Sorted String Tables in HedgeDB¶

SST File Layout¶

Each SST file is structured this way:

┌──────────────────────────────────────┐
│  index blocks                        │  ← array 4 KiB pages, contains sorted key values
├──────────────────────────────────────┤
│  second level index                  │  ← one key per index block page
├──────────────────────────────────────┤
│  filter                              │  ← probabilistic membership filter
├──────────────────────────────────────┤
│  footer                              │  ← offsets, key count, epoch, partition
└──────────────────────────────────────┘

Once flushed, SST files are immutable and can only be deleted after being merged.

Second level Index¶

The second level index is an array of sorted keys. Each index block of the core index is represented from its greatest key, thus there is a 1-to-1 positional mapping between a second level index entry and an index block: a lower_bound() binary search allows to identify the block a record could resides into.

Approximate Probabilistic Membership filters¶

HedgeDB employs Quotient filters. Quotient filters can be more memory expensive than the traditional Bloom filter, for instance, but they have good spatial locality, hence less RAM hops are needed, making it faster at scale.

The filter is also pinned in memory.

Point lookup algorithm¶

The SST Lookup flow is pretty straightforward:

Probe filter
   - If false return KEY_NOT_FOUND
Binary search the second level index
Identify the index block page
Fetch page from disk
Linear scan looking for the key.

In order to guarantee a single page load (1-random IO Operation) on point lookup, the invariances are mantained:

The second level index is always pinned in primary memory.
Key uniqueness: Within a single SST, a key is unique.

Without the latter, it cannot be guaranteed that a second-level-index entry maps to a single index block. Key Uniqueness has also implications on the MVCC implementation strategy.

Index Block layout¶

HedgeDB uses 4 KB index-blocks, and the block format implements prefix compression with restart points.

Within a block, key-values are sorted by lexicographic key order (memcmp equivalent). A restart group is a subset of key-values where the first key is serialized with no compression; for each following key, the encoder stores how many bytes of the prefix are shared (if any) with the previous key.

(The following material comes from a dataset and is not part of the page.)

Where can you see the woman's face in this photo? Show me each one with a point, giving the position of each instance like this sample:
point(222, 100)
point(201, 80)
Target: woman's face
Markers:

For example, consider this group of 4 keys:

#0 "0ffa-1524"
#1 "0ffa-3134"
#2 "0ffa-3111"
#3 "0fff-1010"

It gets compressed to

#0 - "0ffa-1524" -> "0ffa-1524" <- restart group leader
#1 - "0ffa-3134" -> "3134" <- shares "0ffa-" prefix of length 5 with key #0
#2 - "0ffa-3111" -> "11" <- shares "0ffa-31" prefix of length 7 with key #1
#3 - "0fff-1010" -> "a-1010" <- shares "0ff" prefix of length 2 with key #2

This is particularly convenient with the common practice of 24-byte keys formed by concatenating a partition key (a 16-byte UUID or hash) and an 8-byte clustering key: the partition key forms a repeated pattern that compresses well under this scheme.

The prefix compression strategy implies that a record cannot be found with random access; the preceding keys within the same restart group must be decoded first. Only the restart group leader (the first key) does not need decoding.

The middle-ground solution that HedgeDB applies is to use multiple restart groups within the same block.

Finally, at the end of the index block, the following information is stored:

The offsets pointing to every restart group leader (2 bytes each)
The offset count (2 bytes)
The number of key-values stored (2 bytes)
The block checksum (xxhash)

Key Partitioning (or sharding)¶

HedgeDB was built around the problem of storing uniformly distributed keys.

Instead of one global LSM tree, HedgeDB shards the key space across 16 independent partitions by default (2^4, supported up to 2^16). Each partition has:

Its own level hierarchy (L0, L1, L2, …)
Its own shared_mutex for lock isolation
Its own manifest file persisting the level structure

Why partition? Compaction and flushes on different partitions run fully in parallel with zero lock contention.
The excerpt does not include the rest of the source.